When the fractions of aroma volatiles were more than 0.01%, they possessed the stable present frequencies. Therefore, the reproducibility of aroma characteristics could be evaluated from the standard deviation (SD, n = 7). From the SDs listed in Table 1, the corresponding relative standard deviations (RSDs) could be calculated with the satisfying range from 0.7% ((R)-1-methyl-4-(1-methylethyl)-cyclohexene of xiaoxiang mango) to 12.5% (α-cubebene of jidan mango). The fluctuation of the retention time of all the identified peaks was within 0.05 min.

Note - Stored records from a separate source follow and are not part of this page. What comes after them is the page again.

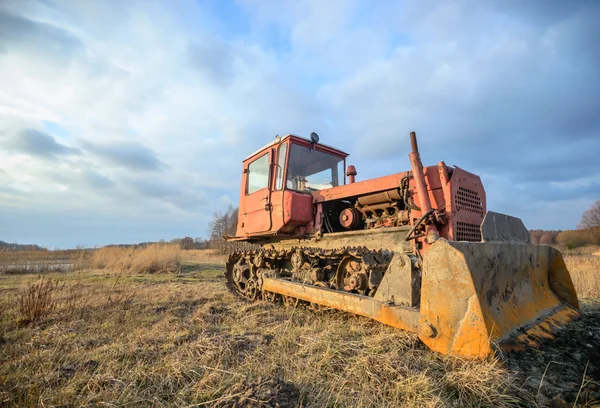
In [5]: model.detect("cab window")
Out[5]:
[246,153,269,195]
[275,143,287,190]
[286,144,344,192]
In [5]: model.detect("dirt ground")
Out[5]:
[506,300,600,407]
[0,264,600,408]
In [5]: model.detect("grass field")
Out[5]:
[0,249,600,407]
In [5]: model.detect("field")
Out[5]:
[0,246,600,407]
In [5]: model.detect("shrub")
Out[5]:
[90,244,181,273]
[17,278,58,324]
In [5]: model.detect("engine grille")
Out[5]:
[454,186,483,215]
[456,221,481,242]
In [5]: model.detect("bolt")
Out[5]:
[419,323,437,339]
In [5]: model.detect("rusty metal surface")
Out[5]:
[374,253,421,307]
[263,278,419,332]
[267,226,410,252]
[421,239,579,357]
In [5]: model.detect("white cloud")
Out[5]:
[0,0,600,244]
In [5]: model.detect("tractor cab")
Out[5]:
[235,133,348,240]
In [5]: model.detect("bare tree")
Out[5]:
[209,205,238,252]
[577,200,600,229]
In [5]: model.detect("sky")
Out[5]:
[0,0,600,248]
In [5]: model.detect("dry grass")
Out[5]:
[0,267,531,407]
[90,244,181,273]
[565,248,600,299]
[181,249,227,265]
[0,246,598,407]
[0,249,94,273]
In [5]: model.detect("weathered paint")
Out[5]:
[420,239,579,357]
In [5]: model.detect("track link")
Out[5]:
[225,247,393,305]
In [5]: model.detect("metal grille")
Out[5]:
[454,187,483,215]
[456,221,481,242]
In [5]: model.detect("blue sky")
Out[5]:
[0,0,600,248]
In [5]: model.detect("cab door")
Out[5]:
[241,150,272,234]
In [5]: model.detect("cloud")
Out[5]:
[0,0,600,245]
[4,129,81,159]
[82,141,165,171]
[0,7,82,60]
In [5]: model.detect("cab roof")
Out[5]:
[244,134,349,161]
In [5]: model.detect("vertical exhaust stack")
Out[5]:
[408,132,440,244]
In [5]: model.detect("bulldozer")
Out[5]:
[225,132,580,358]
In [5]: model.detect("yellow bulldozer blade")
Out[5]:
[419,239,580,357]
[262,238,580,358]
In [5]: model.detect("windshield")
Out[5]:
[286,144,344,192]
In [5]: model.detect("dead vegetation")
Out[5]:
[0,248,600,407]
[90,244,182,274]
[181,249,227,265]
[565,246,600,299]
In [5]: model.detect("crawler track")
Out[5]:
[225,247,393,304]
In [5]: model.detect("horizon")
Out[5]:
[0,0,600,248]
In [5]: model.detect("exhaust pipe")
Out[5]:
[408,132,440,244]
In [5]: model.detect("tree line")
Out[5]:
[529,200,600,249]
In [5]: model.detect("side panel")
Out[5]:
[240,188,271,234]
[283,190,314,228]
[448,167,487,242]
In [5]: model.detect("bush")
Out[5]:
[17,278,58,324]
[557,227,600,249]
[90,244,181,273]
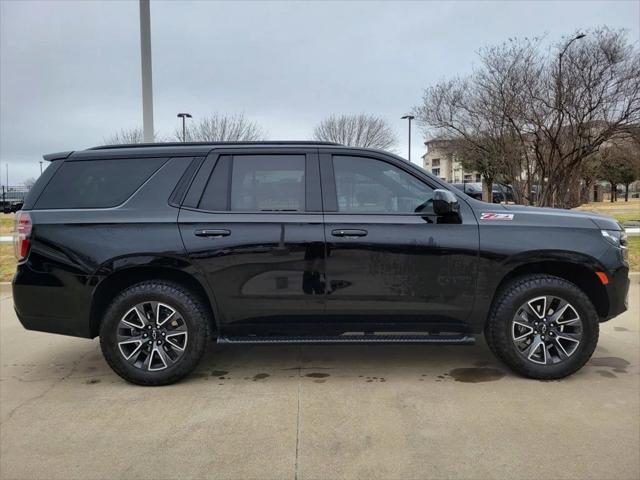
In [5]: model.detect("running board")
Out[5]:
[217,335,476,345]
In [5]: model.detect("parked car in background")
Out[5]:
[0,199,24,213]
[13,142,629,385]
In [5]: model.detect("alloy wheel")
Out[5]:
[117,301,189,371]
[511,295,583,365]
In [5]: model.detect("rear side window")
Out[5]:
[333,156,433,214]
[198,156,231,211]
[35,158,167,209]
[231,155,305,212]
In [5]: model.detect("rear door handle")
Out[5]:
[193,228,231,238]
[331,228,367,238]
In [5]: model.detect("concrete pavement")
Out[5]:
[0,277,640,479]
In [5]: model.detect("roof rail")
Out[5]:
[87,140,344,150]
[42,150,73,162]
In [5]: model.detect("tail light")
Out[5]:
[14,212,33,262]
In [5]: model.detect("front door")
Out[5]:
[321,152,478,332]
[179,148,325,335]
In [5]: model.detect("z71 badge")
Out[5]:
[480,213,513,220]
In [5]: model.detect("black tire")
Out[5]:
[100,280,209,386]
[485,274,599,380]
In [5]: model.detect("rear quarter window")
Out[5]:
[34,158,167,209]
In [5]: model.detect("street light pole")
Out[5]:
[551,33,586,207]
[556,33,586,114]
[140,0,153,143]
[400,115,416,163]
[178,113,192,142]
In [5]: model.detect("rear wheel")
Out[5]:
[485,275,599,379]
[100,281,209,385]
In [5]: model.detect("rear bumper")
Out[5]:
[12,264,93,338]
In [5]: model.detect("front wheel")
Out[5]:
[485,275,599,380]
[100,281,209,385]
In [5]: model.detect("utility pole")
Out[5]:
[178,113,191,142]
[140,0,153,143]
[400,115,416,163]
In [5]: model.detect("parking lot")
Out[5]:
[0,282,640,479]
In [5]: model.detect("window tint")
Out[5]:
[36,158,166,208]
[198,156,231,211]
[231,155,305,211]
[333,156,433,213]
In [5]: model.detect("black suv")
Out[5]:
[13,142,629,385]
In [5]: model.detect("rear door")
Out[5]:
[179,148,325,335]
[320,150,478,331]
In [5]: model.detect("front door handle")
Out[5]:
[193,228,231,238]
[331,228,367,238]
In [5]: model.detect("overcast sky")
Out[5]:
[0,0,640,184]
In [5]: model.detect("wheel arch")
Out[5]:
[89,265,218,338]
[491,260,609,318]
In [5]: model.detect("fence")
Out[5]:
[0,185,31,213]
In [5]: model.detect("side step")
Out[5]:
[217,334,476,345]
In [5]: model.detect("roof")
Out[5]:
[87,140,343,150]
[43,140,344,161]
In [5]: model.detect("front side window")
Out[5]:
[231,155,305,212]
[333,156,433,214]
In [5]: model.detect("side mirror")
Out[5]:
[433,188,460,217]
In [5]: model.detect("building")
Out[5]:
[422,139,481,183]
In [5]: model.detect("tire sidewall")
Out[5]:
[492,276,599,379]
[100,282,208,385]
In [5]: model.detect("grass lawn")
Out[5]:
[627,237,640,272]
[576,198,640,223]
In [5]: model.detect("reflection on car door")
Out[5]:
[179,152,325,335]
[320,152,478,331]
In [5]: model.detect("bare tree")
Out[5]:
[174,113,267,142]
[103,128,144,145]
[416,28,640,206]
[313,113,398,149]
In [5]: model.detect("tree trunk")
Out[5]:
[482,175,493,203]
[609,182,616,203]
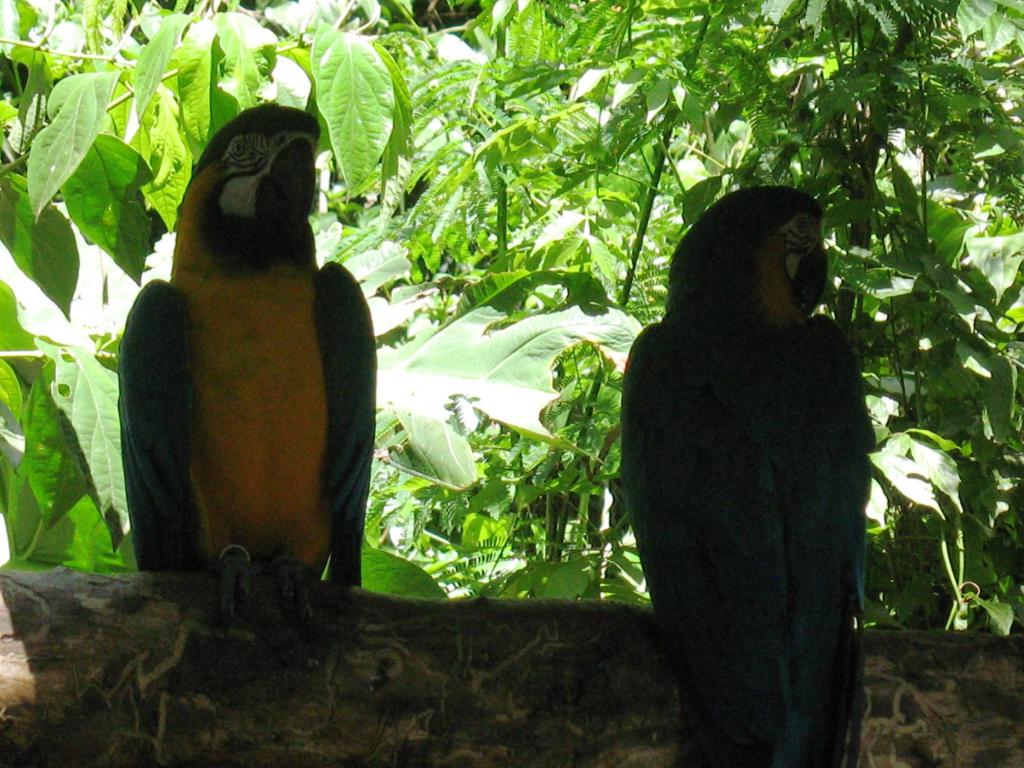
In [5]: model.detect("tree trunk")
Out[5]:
[0,569,1024,768]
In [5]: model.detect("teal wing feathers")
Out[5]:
[316,264,377,586]
[118,281,203,570]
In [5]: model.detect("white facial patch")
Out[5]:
[218,131,312,219]
[218,171,265,219]
[778,213,821,281]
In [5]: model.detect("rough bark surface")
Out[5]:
[0,570,1024,768]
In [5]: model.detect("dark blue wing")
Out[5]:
[118,282,203,570]
[622,323,788,766]
[316,264,377,586]
[622,318,873,768]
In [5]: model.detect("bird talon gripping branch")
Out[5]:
[120,104,377,617]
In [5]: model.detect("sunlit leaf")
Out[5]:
[132,88,191,229]
[214,12,278,110]
[0,280,34,349]
[376,46,413,225]
[29,72,119,217]
[361,547,445,598]
[38,342,129,542]
[378,307,640,439]
[967,232,1024,301]
[63,134,152,281]
[390,408,476,489]
[22,365,88,526]
[135,13,188,120]
[0,174,78,315]
[312,27,394,194]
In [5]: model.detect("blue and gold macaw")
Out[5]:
[622,186,874,768]
[120,104,377,620]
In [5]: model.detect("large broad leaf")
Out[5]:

PCA for the Various Aroma Characteristics of Three Mango Cultivars
Table 1 suggested that the aroma compositions of three kinds of mango cultivars were various. To statistically specify the difference of the aroma characteristics, a PCA model was established to study the chromatographic data of xiangya, xiaoxiang and jidan mangoes. In the PCA model the different clustering principles of three mango cultivars emerged, which suggested that the aroma characteristics of xiangya, xiaoxiang and jidan mangoes were obviously various. Due to the completeness of chromatographic data inducing to the PCA, the clustering variety could be considered caused by the variety of entire aroma characteristics but not individual aroma volatiles. Therefore, the aroma characteristics of different mango cultivars could be effectively specified by PCA. Figure 2 showed the PCA clustering rules of aroma characteristics of xiangya, xiaoxiang and jidan mangoes. After the PCA model was established, the fresh ripe mangoes were purchased from the local market and analyzed as the above procedure. The chromatographic data of three kinds of Chinese mango cultivars could fall into the corresponding PCA segregations. The preliminary results assumed that various aroma characteristics might reflect the diversity of xiangya, xiaoxiang and jidan mangoes and could be used as the potential markers for the mango quality control and specimen discrimination.

Conclusions

An HSSPME method was developed to study various aroma characteristics of three kinds of Chinese mango cultivars (xiangya, xiaoxiang and jidan mangoes) followed by GC-MS detection. In total, twenty-four aroma volatiles were identified. The aroma characteristics of xiangya, xiaoxiang and jidan mangoes were specified by PCA. Three kinds of Chinese mango cultivars possessed the different aroma characteristics. It is hoped that the work could provide helpful clues for the mango quality control and specimen discrimination. The next phase work would focus on quantifying the important aroma volatiles and further revealing the potential biomarkers of Chinese mango cultivars for the specimen discrimination.

Acknowledgements

The authors would like to thank the National Natural Science Foundation of China for financially supporting the research under contact No. 20575081. Special thanks to Mr. Gui-Hua Ruan for his useful advices on the chemometic study.